1 Filter out the specified rows of data
data=[2:5] #Here.[2:5]denote3go to the end of the line5content of the row,[]The first start is0,Indicates the first row of the data
2 Filter out all data records with a value in a column of data
data = df[(df['Column name 1']== ‘column value1')] # When matching multiple conditions data_many=df[(df['Column name 1']== ‘column value1')&(df['Column name 2']==‘column value2')] # When matching multiple values data_many=df[df['Column name 1'] in [‘(be) worth1', 'value 2',......]]
3 Pattern Matching
# Pattern matching with a value at the beginning cond=df['Column name'].('Value') $ Pattern matching with a value in the middle cond=df['Column name'].('Value')

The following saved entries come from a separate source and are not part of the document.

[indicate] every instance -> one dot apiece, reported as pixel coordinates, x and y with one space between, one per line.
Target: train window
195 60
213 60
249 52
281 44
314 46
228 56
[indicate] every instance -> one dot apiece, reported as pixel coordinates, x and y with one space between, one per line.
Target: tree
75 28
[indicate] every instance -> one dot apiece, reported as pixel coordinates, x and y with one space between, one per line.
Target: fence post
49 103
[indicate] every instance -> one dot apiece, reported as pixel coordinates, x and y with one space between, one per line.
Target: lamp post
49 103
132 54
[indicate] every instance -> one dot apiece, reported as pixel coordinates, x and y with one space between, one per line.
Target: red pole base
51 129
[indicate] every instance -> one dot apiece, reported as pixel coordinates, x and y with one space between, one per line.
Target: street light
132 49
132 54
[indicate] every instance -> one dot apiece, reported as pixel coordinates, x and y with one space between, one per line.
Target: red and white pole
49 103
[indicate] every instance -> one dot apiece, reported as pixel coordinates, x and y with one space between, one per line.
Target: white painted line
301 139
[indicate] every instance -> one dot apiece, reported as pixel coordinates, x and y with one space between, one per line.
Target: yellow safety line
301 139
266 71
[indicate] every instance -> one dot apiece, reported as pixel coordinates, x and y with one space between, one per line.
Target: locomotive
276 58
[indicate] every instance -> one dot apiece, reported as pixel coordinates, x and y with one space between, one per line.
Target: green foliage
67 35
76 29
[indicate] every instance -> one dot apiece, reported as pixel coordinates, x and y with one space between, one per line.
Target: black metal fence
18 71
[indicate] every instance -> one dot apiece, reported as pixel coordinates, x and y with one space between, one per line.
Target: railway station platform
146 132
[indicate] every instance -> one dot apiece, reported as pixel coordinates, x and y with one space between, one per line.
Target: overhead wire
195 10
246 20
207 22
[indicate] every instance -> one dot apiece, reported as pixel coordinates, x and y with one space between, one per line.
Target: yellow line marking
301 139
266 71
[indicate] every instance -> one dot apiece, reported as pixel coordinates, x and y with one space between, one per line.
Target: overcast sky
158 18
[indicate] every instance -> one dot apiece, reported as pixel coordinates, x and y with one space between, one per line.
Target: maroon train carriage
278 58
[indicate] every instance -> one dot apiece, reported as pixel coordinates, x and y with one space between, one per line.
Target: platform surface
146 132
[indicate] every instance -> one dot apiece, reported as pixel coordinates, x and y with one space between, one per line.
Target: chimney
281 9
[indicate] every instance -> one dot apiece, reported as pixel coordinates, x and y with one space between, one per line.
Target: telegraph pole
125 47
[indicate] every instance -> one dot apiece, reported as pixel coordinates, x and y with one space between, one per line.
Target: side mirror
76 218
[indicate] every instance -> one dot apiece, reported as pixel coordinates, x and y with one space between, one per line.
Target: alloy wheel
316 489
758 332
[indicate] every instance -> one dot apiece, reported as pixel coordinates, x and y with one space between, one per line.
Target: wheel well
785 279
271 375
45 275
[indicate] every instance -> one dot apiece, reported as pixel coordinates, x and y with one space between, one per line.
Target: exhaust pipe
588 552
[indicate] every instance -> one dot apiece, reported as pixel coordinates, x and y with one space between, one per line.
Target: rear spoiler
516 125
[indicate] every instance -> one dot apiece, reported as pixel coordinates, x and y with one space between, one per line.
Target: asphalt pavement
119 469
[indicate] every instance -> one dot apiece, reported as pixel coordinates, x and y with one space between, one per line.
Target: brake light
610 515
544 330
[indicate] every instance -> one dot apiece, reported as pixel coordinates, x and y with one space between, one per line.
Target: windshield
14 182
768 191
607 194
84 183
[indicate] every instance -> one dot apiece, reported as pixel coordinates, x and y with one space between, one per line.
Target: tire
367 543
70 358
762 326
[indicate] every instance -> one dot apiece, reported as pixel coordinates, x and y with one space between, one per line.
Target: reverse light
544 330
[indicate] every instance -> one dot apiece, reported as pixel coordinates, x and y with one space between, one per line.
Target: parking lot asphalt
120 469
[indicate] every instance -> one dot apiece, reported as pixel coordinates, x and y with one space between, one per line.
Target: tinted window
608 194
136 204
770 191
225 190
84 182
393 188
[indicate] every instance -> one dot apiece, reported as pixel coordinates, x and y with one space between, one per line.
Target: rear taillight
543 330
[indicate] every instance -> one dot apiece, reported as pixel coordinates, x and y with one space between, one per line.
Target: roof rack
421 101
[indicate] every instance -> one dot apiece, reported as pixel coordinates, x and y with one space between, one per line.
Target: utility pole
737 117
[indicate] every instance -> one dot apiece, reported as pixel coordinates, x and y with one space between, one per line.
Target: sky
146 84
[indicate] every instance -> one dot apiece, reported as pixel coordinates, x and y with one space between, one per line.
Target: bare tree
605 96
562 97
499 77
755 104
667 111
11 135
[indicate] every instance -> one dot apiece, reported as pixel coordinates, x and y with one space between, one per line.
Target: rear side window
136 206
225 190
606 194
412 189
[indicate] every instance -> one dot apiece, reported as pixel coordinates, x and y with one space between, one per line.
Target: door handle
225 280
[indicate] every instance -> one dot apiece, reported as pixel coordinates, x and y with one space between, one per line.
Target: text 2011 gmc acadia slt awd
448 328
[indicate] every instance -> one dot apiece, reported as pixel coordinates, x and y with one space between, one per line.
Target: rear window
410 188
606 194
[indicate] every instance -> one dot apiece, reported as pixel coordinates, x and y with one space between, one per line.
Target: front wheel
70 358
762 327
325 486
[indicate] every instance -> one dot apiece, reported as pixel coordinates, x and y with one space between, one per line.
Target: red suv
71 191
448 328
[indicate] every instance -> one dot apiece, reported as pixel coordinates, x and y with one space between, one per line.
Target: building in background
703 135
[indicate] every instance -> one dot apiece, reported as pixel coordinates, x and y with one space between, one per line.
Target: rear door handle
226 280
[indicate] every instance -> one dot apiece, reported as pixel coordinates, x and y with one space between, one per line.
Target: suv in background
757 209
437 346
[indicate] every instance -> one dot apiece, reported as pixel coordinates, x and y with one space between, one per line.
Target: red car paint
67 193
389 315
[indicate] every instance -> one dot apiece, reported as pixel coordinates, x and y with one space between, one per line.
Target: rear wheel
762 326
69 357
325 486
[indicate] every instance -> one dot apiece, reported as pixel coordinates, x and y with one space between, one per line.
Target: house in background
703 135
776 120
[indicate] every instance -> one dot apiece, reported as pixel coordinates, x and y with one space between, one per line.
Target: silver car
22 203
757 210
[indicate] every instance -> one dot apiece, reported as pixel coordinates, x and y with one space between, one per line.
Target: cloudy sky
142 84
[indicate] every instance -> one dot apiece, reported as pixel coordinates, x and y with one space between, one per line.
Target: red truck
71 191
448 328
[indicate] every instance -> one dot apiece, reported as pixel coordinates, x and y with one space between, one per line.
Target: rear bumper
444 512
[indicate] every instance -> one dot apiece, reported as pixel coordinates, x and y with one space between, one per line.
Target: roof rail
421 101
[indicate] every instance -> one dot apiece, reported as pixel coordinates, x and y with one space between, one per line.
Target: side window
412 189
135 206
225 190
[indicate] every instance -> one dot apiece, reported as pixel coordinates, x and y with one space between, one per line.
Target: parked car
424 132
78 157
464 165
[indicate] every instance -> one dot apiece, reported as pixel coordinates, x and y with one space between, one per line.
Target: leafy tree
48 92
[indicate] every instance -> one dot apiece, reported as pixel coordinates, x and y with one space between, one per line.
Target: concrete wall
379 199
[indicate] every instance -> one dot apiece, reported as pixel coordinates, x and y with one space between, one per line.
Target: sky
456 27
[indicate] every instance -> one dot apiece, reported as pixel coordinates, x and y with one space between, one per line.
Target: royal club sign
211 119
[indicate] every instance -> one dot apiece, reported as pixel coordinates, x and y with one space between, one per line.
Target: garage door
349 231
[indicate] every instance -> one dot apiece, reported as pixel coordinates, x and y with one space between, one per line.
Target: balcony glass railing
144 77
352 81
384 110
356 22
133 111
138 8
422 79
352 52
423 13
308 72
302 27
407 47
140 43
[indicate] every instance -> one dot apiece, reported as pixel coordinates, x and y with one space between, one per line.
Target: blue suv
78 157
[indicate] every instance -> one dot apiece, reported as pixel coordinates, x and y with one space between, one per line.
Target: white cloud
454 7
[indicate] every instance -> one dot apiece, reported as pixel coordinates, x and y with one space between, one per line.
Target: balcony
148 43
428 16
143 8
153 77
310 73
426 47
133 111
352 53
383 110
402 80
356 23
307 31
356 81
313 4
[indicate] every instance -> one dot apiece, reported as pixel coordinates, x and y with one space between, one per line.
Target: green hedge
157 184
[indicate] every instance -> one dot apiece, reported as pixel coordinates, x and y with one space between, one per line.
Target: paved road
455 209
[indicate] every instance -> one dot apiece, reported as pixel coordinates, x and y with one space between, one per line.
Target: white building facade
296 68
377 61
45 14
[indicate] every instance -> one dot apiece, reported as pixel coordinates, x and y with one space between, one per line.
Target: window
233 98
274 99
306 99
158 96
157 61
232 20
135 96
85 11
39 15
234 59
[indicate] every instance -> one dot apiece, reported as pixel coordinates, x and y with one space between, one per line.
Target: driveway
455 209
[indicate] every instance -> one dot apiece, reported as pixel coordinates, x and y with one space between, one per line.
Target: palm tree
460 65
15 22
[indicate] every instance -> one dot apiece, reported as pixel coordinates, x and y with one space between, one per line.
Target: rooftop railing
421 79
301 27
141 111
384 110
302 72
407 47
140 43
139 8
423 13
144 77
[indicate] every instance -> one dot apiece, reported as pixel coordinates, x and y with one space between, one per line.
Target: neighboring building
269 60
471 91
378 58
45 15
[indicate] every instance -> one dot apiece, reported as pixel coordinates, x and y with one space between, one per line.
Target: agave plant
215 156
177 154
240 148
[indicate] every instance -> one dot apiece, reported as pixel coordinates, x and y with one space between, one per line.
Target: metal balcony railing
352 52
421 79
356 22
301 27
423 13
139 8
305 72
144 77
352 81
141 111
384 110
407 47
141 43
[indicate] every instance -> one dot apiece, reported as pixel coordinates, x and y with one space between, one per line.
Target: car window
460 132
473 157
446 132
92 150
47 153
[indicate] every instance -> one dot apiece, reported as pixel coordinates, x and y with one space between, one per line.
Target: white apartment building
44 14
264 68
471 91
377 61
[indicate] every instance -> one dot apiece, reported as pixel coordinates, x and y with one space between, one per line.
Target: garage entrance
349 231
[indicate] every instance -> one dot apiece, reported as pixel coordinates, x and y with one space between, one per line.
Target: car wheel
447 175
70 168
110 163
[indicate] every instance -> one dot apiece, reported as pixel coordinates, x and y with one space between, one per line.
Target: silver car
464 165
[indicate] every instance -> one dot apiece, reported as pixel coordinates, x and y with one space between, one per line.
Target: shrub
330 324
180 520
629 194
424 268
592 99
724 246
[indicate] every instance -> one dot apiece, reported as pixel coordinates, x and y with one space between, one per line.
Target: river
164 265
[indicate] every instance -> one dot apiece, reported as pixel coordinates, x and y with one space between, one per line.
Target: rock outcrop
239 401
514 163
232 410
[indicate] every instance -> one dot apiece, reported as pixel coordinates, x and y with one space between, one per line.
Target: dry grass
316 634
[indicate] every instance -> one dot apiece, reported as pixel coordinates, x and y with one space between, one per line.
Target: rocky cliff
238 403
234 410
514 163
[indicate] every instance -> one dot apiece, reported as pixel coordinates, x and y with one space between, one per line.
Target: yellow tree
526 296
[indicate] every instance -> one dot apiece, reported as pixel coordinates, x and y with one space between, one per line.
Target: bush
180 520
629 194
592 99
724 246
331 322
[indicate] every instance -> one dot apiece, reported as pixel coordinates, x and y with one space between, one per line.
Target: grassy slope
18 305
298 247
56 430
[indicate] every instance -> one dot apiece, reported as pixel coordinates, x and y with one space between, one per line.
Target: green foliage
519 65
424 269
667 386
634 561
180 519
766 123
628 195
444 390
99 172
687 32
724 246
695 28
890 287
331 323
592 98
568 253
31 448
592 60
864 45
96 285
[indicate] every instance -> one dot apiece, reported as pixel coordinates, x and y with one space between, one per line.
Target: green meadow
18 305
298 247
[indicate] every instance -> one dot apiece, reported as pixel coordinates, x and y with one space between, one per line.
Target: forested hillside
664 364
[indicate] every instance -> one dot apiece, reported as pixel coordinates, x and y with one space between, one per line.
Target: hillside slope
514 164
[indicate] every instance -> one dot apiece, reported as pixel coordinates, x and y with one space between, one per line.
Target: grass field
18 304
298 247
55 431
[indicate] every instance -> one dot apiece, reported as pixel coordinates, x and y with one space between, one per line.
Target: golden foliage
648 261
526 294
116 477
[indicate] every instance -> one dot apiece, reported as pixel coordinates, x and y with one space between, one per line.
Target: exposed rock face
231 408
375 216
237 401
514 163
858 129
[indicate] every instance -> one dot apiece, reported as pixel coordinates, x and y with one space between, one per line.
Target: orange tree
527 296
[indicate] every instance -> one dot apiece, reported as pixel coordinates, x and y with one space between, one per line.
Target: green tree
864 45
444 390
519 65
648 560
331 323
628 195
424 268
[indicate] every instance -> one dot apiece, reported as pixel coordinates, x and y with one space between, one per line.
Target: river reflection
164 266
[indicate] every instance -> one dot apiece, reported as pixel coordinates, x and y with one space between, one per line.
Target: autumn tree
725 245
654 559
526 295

4 Range interval value screening
# Filter the data based on between two values: cond=df[(df['Column name 1']>‘column value1')&(df['Column name 1']<‘column value2')]
5 Getting a value in a row or column
print(ridership_df.loc['05-05-11','R003']) # Or print(ridership_df.iloc[4,0]) # Results. 1608
6 Getting the raw numpy two-dimensional array
print()
7 Get the position of a row element according to the condition
import pandas as pd df = ({'BoolCol': [1, 2, 3, 3, 4],'attr': [22, 33, 22, 44, 66]},index=[10,20,30,40,50]) print(df) a = df[(==3)&(==22)].() b = df[(==3)&(==22)].index[0] c = df[(==3)&(==22)]. print(a)
8 Element Location Filtering
print(date_frame) # Print the full display print(date_frame.shape) # Get rows, columns meta-anchor of df print(date_frame.head(2)) # The first 2 lines print(date_frame.tail(2)) # 2 lines after print(date_frame.()) # Get only the list of indexes for df print(date_frame.()) # Get a list of column names for df only print(date_frame.()) # get onlydfA list of all the values of the(two-dimensional list)
9. Delete multiple rows/columns
# Used provided that the index and columns of the dataframe are in numbers, utilizing the drop() and range() functions. (labels=None, axis=0, index=None, columns=None, level=None, inplace=False, errors='raise') # axis = 0 to delete rows; axis = 1 to delete columns. # want to delete multiple rows/columns, with range can be, for example, to delete the first 3 rows, drop(range(0,3), axis = 0 (default zero, can not write)) can be.
10 to_datetime converts string format to date format
import datetime import pandas as pd dictDate = {'date': ['2019-11-01 19:30', '2019-11-30 19:00']} df = (dictDate) df['datetime'] = pd.to_datetime(df['date']) df['today'] = df['datetime'].apply(lambda x: ('%Y%m%d')) df['tomorrow'] = (df['datetime'] + (days=1)).('%Y%m%d')
11 apply() function
The apply() function of # pandas can be applied to a Series or an entire DataFrame, and also automatically iterates over the entire Series or DataFrame, running the specified function on each element. def add_extra(nationality, extra): if nationality != "Han.": return extra else: return 0 df['ExtraScore'] = (add_extra, args=(5,)) df['ExtraScore'] = (add_extra, extra=5) df['Extra'] = (lambda n, extra : extra if n == 'Han' else 0, args=(5,)) def add_extra2(nationaltiy, **kwargs): return kwargs[nationaltiy] df['Extra'] = (add_extra2, the Han dynasty (206 BC-220 AD)=0, classifier for a chapter in old Chinese fictional novels=10, harbor=5)
12 map() function
import datetime import pandas as pd def f(x): x = str(x)[:8] if x !='n': gf = (x, "%Y%m%d") x = ("%Y-%m-%d") return x def f2(x): if str(x) not in [' ', 'nan']: dd = (str(x), "%Y/%m/%d") x = ("%Y-%m-%d") return x def test(): df = () df1 = pd.read_csv("600694_gf.csv") df2=pd.read_csv("") df['date1'] =df2['DateTime'].map(f2) df['date2'] =df1['date'].map(f) df.to_csv('')
consultation
- Pandas DataFrame operation
- — pandas 1.4.1 documentation
- pandas apply() function usage
- — pandas 1.4.1 documentation
summarize
to this article on the use of python pandas filtering function to achieve the way the article is introduced to this, more related pandas filtering function content please search for my previous articles or continue to browse the following related articles I hope that you will support me in the future more!